— Пожалуй, — протянул обер-фюрер, — потом нам еще придется бог знает сколько ждать, но даже и в период ожидания будем наступать на врага. Пусть медленно, но неотвратимо.
Давая понять, что встреча подошла к концу, Бергер встал. Прощаясь с начальником СС и полиции, оказал тому честь, проводив его до дверей кабинета, и вернулся к окну.
Профессор позвонил почти через неделю. Извинившись за долгое молчание, он попросил Волкова немедленно приехать.
Шагая знакомым маршрутом, невольно отметил, как Москва меняется: строятся новые здания, выпрямляются улицы, уходят в небытие старинные памятники. Особенно это бросилось в глаза после долгого отсутствия, когда он вернулся в столицу из спецкомандировки.
Нечто теплое и родное безвозвратно уходит из привычного облика города — дома словно сдвигаются, насильно отжимая человека в глубь улиц, делая его все меньше и меньше в каменном муравейнике, заставляя чувствовать себя потерянным, ничтожно маленьким без неба над головой, без уютных двориков с лавочками и кустами пушистой сирени, скрывающих увитые плющом беседки, заменяя их гулкими дворами-колодцами многоэтажных громадин. А что будет дальше, через десяток-другой лет?

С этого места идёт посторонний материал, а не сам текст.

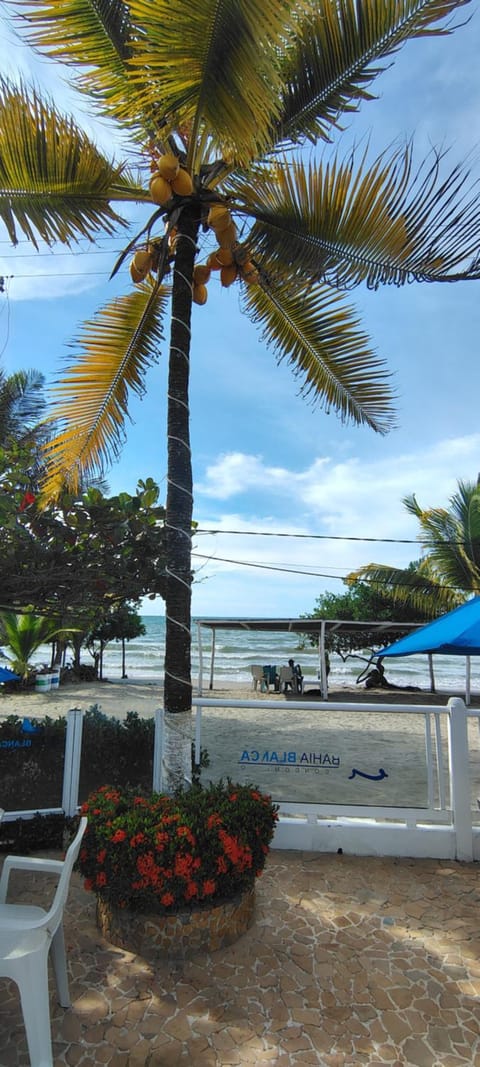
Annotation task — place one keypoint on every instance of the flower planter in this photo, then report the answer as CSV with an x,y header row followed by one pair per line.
x,y
180,934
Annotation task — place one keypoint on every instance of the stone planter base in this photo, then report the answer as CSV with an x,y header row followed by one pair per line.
x,y
179,935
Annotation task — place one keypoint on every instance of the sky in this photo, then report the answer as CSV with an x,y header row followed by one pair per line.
x,y
297,498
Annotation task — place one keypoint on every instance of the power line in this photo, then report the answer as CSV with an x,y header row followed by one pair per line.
x,y
332,537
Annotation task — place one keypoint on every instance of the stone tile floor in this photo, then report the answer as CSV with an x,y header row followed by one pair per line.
x,y
350,961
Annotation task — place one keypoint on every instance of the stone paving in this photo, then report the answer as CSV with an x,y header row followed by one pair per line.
x,y
350,960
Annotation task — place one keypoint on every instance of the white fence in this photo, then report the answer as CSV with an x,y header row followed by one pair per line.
x,y
431,755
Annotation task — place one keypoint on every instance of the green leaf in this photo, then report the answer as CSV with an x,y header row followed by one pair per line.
x,y
320,337
379,223
328,70
54,182
116,348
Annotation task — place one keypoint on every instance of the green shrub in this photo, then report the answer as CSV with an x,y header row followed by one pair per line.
x,y
158,853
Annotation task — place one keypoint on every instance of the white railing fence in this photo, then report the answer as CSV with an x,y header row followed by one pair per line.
x,y
444,825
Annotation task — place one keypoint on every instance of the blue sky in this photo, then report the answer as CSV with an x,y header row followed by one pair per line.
x,y
265,460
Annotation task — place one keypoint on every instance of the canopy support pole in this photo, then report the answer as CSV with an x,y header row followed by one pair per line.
x,y
212,656
432,677
467,679
323,679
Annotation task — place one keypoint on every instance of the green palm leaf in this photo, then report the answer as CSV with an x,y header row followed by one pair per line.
x,y
377,224
336,53
421,589
53,181
95,34
319,335
214,65
117,347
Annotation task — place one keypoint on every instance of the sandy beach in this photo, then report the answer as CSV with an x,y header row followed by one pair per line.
x,y
309,754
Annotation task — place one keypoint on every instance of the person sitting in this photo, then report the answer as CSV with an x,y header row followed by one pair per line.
x,y
376,679
297,683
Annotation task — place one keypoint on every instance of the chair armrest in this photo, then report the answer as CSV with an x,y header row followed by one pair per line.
x,y
26,863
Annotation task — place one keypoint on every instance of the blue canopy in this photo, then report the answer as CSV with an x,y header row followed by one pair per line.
x,y
456,634
9,675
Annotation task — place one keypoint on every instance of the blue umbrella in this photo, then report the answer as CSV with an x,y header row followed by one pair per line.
x,y
456,634
9,675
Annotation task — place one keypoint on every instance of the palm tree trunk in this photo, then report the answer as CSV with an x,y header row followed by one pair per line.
x,y
178,518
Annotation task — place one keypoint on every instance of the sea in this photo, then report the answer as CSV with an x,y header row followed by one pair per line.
x,y
236,650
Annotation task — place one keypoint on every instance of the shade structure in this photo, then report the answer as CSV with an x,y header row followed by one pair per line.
x,y
9,675
454,634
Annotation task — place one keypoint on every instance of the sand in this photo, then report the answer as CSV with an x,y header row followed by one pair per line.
x,y
308,754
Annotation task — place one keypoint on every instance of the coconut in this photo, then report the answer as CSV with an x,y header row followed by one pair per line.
x,y
227,237
201,273
141,265
213,261
168,166
200,293
160,190
219,217
182,185
227,275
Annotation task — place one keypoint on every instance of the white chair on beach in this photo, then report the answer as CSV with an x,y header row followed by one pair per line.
x,y
27,935
258,677
287,678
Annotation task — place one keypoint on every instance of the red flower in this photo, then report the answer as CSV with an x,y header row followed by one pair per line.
x,y
137,840
182,865
117,837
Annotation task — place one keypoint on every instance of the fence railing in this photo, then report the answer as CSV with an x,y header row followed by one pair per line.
x,y
366,779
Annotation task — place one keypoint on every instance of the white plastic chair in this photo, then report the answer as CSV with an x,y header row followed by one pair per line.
x,y
27,934
258,677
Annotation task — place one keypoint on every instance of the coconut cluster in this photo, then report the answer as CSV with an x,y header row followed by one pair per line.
x,y
229,258
169,178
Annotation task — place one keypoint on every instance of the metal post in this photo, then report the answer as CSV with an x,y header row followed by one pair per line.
x,y
458,750
157,783
72,763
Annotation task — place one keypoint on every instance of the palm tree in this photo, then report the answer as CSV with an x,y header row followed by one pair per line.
x,y
24,634
21,407
234,92
449,570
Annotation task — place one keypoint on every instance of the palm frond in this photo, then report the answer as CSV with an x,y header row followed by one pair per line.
x,y
336,56
421,589
379,223
94,38
451,537
214,65
320,337
54,182
117,347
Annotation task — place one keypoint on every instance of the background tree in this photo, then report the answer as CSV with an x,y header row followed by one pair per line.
x,y
363,602
221,98
122,624
449,570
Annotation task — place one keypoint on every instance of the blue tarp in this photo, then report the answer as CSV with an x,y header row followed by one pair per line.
x,y
456,634
9,675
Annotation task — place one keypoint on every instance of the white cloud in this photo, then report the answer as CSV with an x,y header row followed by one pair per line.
x,y
345,503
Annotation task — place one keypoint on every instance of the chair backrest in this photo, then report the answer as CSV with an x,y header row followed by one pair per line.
x,y
53,917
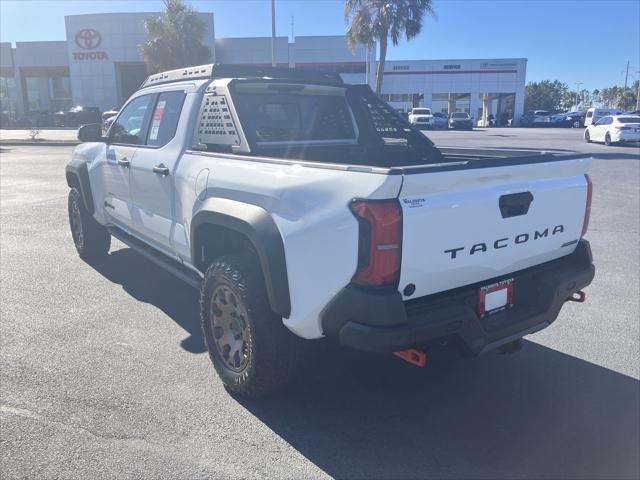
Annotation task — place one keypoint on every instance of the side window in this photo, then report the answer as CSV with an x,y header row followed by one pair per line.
x,y
129,126
164,119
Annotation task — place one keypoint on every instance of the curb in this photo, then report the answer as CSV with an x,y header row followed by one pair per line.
x,y
22,143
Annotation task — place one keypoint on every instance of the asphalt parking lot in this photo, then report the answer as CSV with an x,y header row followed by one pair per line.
x,y
103,371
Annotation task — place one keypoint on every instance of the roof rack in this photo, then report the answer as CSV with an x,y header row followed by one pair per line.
x,y
217,70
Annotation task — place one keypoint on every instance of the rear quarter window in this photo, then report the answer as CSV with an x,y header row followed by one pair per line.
x,y
164,119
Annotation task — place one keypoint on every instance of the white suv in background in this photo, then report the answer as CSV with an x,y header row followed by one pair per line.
x,y
614,129
421,117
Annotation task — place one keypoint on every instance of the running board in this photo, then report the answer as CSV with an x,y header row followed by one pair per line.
x,y
160,259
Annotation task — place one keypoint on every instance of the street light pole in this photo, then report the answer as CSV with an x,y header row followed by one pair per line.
x,y
273,33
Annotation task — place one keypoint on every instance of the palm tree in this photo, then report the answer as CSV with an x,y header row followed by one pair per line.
x,y
174,39
371,20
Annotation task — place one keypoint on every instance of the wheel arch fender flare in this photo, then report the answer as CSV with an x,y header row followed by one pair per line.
x,y
77,175
258,226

Чем-то порадует Игорь Иванович, книжный червь-профессор, для которого как родные и знакомые все математические формулы и сложнейшие теоремы, живущий в своем мирке, отгородившись незримой стеной от остальных. Антон уже знал о судьбе математика — его отца-астронома спасла от ареста только смерть. Сына спас Алексей Емельянович Ермаков, друживший с семьей умершего астронома. Наверное, поэтому Игорь Иванович и искал возможности помочь ему, ночи напролет ломая голову над загадками вражеских шифров. И не только лично генералу Ермакову, в котором видит черты настоящего большевика-ленинца, соратника и ученика Феликса Дзержинского, прошедшего школу чекистской работы под руководством первого председателя ВЧК. Он хочет помочь России, напрягающей силы в борьбе за свое существование, за жизнь и свободу других народов, порабощенных фашизмом, помочь братьям-славянам. Пусть эта помощь мизерна в масштабах полыхающей почти во всем мире войны, но и огромные здания строятся из малых кирпичиков, а вынь хотя бы один — нарушится строгая структура стен, она потеряет прочность, поползут сначала незаметные трещинки, а потом расширятся, грозя завалить все строение.
Почему же по достоинству не ценят ум и способности этого человека, способного сделать в одиночку то, что оказалось не под силу коллективу опытных дешифровщиков? Кому и зачем нужно подавлять таланты, «опуская» их до среднего уровня и позволяя издеваться над ними тупым бездарям? Или мы столь богаты талантами, что можем позволить себе считать гением каждого, или все дело в том, что гений может быть только один? Трудно разобраться во всем, крайне трудно…
Профессор ждал прихода Волкова с нетерпением — ему с первого раза понравился этот немногословный, одержанный человек с внимательными зеленовато-серыми глазами, доброжелательно-спокойный. Некоторые считают: выступающие буграми надбровные дуги — признак ограниченного ума, а у гостя, принесшего листок с колонками цифр, именно такое строение черепа.
Однако сам Игорь Иванович полагал, что это как раз наоборот — признак сильного интеллекта и развитой интуиции, тонкой, почти потусторонней, помогающей безошибочно улавливать сложные вещи в науке и взаимоотношениях между людьми. Интересно, не ошибся ли он на этот раз? Втайне от гостя профессор решил провести маленький эксперимент над ним — безобидный, внешне неприметный, но, по его мнению, весьма показательный. Как выйдет гость из испытания, приготовленного ему? Посмотрим…
Открыв Волкову дверь, Игорь Иванович немного удивился. Сегодня Антон пришел в штатском платье, сделавшем его почти неузнаваемым. Отметив, как ловко и привычно сидит на фигуре гостя хорошо пошитый, явно западный костюм, профессор пригласил его в комнату. Усадил за стол, принес чайник, поставил чашки. Смущенно улыбнувшись, Волков положил на край стола сверток.
— Тут немного к чаю. Не откажите принять.
— Что вы, зачем? — замахал руками хозяин. — Право, неудобно. Ну, если вы так настаиваете, то сейчас устроим пир. Не возражаете, если я включу патефон?
Не дожидаясь ответа, он прошел к стоявшему на тумбочке патефону и опустил иглу на пластинку.
Прозвучали первые такты вступления, и грассирующий голос Вертинского запел «Желтый ангел».